American businessman

Michael Smolyansky (May 4, 1947 – June 9, 2002) was an ex-Soviet Union businessman. He was the chairman, president and CEO of Lifeway Foods, Inc., a dairy company based in Morton Grove, Illinois. He founded the company in 1986.

==Family==
Michael Smolyansky was Ukrainian Jewish, originally from Kyiv, then in the Soviet Union. His wife was Ludmila ("Lucy"); he had two children Julie and Edward.

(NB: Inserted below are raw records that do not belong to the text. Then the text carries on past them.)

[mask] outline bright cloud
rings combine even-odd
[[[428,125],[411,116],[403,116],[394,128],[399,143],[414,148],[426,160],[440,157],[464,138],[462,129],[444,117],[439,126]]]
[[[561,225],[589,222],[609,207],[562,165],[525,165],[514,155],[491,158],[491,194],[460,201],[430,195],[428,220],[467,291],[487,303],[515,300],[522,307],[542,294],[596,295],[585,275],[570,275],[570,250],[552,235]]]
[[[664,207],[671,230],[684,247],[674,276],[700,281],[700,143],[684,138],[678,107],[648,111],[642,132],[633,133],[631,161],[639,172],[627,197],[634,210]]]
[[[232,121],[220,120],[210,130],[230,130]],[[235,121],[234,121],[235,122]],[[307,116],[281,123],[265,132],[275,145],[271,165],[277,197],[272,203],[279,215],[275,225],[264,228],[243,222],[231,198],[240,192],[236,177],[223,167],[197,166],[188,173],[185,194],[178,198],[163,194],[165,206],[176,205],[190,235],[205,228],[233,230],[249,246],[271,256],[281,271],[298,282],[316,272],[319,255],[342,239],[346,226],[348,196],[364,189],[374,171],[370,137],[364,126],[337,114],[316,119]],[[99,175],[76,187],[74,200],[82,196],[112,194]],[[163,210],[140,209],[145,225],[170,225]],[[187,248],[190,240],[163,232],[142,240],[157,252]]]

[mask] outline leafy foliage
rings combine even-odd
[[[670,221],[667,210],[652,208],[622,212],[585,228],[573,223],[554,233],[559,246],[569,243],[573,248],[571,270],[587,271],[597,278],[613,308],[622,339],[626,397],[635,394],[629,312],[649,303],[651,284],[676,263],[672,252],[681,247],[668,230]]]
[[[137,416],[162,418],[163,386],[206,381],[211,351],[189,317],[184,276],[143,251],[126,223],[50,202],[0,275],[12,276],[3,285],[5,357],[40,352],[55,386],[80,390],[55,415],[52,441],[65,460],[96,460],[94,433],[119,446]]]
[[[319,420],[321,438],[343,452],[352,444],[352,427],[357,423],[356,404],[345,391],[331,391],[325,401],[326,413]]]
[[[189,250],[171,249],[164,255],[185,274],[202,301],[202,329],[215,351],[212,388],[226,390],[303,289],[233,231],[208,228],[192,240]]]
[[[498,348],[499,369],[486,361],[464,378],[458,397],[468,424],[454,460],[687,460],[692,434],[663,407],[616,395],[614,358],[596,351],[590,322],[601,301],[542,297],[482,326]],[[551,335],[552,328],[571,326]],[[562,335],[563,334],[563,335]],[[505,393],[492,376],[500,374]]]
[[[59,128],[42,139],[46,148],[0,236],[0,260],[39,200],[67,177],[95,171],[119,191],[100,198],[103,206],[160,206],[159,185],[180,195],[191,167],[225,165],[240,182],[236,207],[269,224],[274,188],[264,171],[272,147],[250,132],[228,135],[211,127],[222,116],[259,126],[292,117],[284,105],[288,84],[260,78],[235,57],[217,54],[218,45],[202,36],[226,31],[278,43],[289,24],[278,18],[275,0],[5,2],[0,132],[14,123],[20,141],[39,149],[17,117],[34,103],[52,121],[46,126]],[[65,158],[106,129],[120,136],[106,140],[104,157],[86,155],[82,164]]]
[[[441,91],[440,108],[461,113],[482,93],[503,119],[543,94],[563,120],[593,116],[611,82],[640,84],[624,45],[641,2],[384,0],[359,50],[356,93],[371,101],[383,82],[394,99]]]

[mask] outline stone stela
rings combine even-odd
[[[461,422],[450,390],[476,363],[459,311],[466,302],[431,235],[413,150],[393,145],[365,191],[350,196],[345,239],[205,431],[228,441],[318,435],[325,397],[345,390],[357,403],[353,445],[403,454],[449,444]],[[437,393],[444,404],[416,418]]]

Julie and Edward became CEO and CFO of Lifeway Foods in 2002.

==Education==
In 1971, Michael Smolyansky graduated with an MS mechanical engineering degree from the Kyiv Institute of Technology.

==Career==
In Kyiv Smolyansky worked as an engineer in dairy and food-processing plants.

Smolyansky family emigrated from Kyiv to Chicago in 1976 as part of President Richard Nixon's Grain for Immigrants program. When he arrived, neither he nor his wife spoke any English; he paid for English classes while his wife learned from television. Smolyansky found a job as an engineer's draftsman. His wife opened a Russian delicatessen near their home in Rogers Park. From 1976 to 1985, Smolyansky worked for EJ Littell Machine Company as a project engineer and as the department manager with responsibility for the design of material handling equipment.

Smolyansky's wife suggested the idea of him founding a business making kefir, whilst they were visiting Germany in Winter 1984. Kefir was available in Cologne supermarkets, but not Chicago. Smolyansky rented a small factory on the east side of Skokie in 1985, where he set up a production line; he invested about $50,000 of family savings in the business. Smolyansky founded Lifeway Foods Inc, which commenced operations in February 1986, and was incorporated under the laws of the State of Illinois on 19 May 1986. Smolyansky was chief executive officer, Chief Financial Officer, President, Treasurer and a director of the company. The business focused on selling kefir to the Russian ethnic population, through delicatessens and health food shops. Sales reached $300,000 by the end of 1986. The company went public on NASDAQ in 1988.

Smolyansky visited Kyiv in February 1992 for the first time since 1976, in an effort to form a joint venture to produce and sell kefir in Ukraine.

Smolyansky died of a heart attack at the age of 55, on 9 June 2002. When he died, Lifeway had grown into a $12 million business.